The Forbes team tackled this problem by creating a “data-cleaning wizard” which displayed likely matches to researchers and gave them the ability to manually indicate that a certain number of those matches were all the same person. Bruner reports that this worked well and gave them the cleaned data they needed to faithfully add political contribution data to this year’s Forbes 400 feature. However, I am surprised that a more automated approach was not used, since it seems like basic clustering would do a reasonable job (assuming you split up first and last names, and used common delimiters like “/” and such to separate occupation title from company name).

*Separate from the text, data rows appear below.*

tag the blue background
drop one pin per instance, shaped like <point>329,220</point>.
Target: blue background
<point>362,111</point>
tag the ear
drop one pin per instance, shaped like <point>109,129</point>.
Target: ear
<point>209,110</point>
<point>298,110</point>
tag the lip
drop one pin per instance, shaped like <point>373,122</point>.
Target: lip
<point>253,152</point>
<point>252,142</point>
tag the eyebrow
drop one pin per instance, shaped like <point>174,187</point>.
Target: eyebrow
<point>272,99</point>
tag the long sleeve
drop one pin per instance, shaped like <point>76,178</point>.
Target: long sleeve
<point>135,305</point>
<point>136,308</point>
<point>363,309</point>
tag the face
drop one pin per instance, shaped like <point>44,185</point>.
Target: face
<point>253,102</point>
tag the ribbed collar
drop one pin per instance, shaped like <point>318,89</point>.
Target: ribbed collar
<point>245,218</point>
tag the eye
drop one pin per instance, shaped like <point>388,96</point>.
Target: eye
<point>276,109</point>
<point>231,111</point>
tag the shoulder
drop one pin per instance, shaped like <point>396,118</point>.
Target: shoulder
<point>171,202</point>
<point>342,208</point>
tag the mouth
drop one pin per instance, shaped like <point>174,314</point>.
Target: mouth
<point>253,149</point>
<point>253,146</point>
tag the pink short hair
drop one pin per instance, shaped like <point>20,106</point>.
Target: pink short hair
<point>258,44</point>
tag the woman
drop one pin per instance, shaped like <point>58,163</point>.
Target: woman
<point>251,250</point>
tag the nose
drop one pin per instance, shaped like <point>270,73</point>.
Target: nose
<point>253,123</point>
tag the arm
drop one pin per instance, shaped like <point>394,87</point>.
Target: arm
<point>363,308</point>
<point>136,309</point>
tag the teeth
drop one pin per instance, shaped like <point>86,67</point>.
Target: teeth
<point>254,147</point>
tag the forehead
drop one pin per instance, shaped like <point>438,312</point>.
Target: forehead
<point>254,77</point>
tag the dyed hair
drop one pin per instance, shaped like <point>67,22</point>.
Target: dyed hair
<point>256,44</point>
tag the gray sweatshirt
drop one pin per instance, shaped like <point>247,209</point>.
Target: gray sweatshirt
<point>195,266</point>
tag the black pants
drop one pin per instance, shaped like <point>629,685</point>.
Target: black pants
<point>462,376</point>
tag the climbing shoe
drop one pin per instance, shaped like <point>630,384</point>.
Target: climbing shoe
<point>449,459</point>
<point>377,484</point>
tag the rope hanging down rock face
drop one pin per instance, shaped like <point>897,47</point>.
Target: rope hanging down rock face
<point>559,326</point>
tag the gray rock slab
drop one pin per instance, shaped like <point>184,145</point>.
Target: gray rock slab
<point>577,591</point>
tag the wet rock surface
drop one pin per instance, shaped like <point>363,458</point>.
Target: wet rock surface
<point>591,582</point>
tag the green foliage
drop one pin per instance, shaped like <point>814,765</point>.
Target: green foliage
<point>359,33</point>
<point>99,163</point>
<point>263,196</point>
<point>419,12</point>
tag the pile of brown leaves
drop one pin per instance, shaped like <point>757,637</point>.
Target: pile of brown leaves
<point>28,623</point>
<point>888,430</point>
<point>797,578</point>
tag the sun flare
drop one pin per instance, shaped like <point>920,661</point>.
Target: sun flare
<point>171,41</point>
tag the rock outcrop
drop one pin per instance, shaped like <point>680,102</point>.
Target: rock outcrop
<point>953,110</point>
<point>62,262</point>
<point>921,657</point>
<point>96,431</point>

Jon blogged about his scripts for downloading and playing with the FEC data, and they were a somewhat helpful guide as I combed through the FEC data site at ftp.fec.gov/FEC. (If you want to play with this data yourself, I highly advise reading the FEC’s documentation about the data files.)
The last formal talk I attended was J. J. Toothman’s “Data as Art” talk. It was somewhat difficult to decipher the point of the talk from the conference description, but I felt it would be interesting nonetheless. As it turns out, Toothman was really just showcasing some of the more interesting data-driven visuals he had seen. Even he admitted that some of these didn’t really qualify as “infographics”, but needed a different term since they are more about evoking an emotional response in the viewer than conveying a specific data-related message. (I shouted out “emographics” as a suggestion.)
While I found several of his examples quite interesting, I really am torn about this entire data-driven/algorithmic art phenomenon. On the one hand, when it works well, it’s marvelous. On the other hand, when its creator has to expend a whole lot of verbiage to explain the significance of the data or the algorithms that transform it, then it feels a bit like they’re trying too hard to be hip.
If the transformation of data is fairly linear, and the user/artist has reasonably fine-grained control over the output, then it’s a computational paintbrush, and perhaps a description of the artist’s method and motivations would be in order. But if the algorithm is highly nonlinear or randomized, and the person providing the data input cannot accurately control the output, then it’s just algorithmic art and very little exposition should be necessary. I suppose that I feel like the art should pretty much stand on its own; the effort of the data artist should be embodied in the algorithm and resultant visuals.
This point actually generalizes to infographics and charting. The point of a chart or data graphic is to provide more insight, not to provide window dressing. If an infographic needs a lot of exposition about what various symbols, colors, shapes, and positions mean, then it has failed.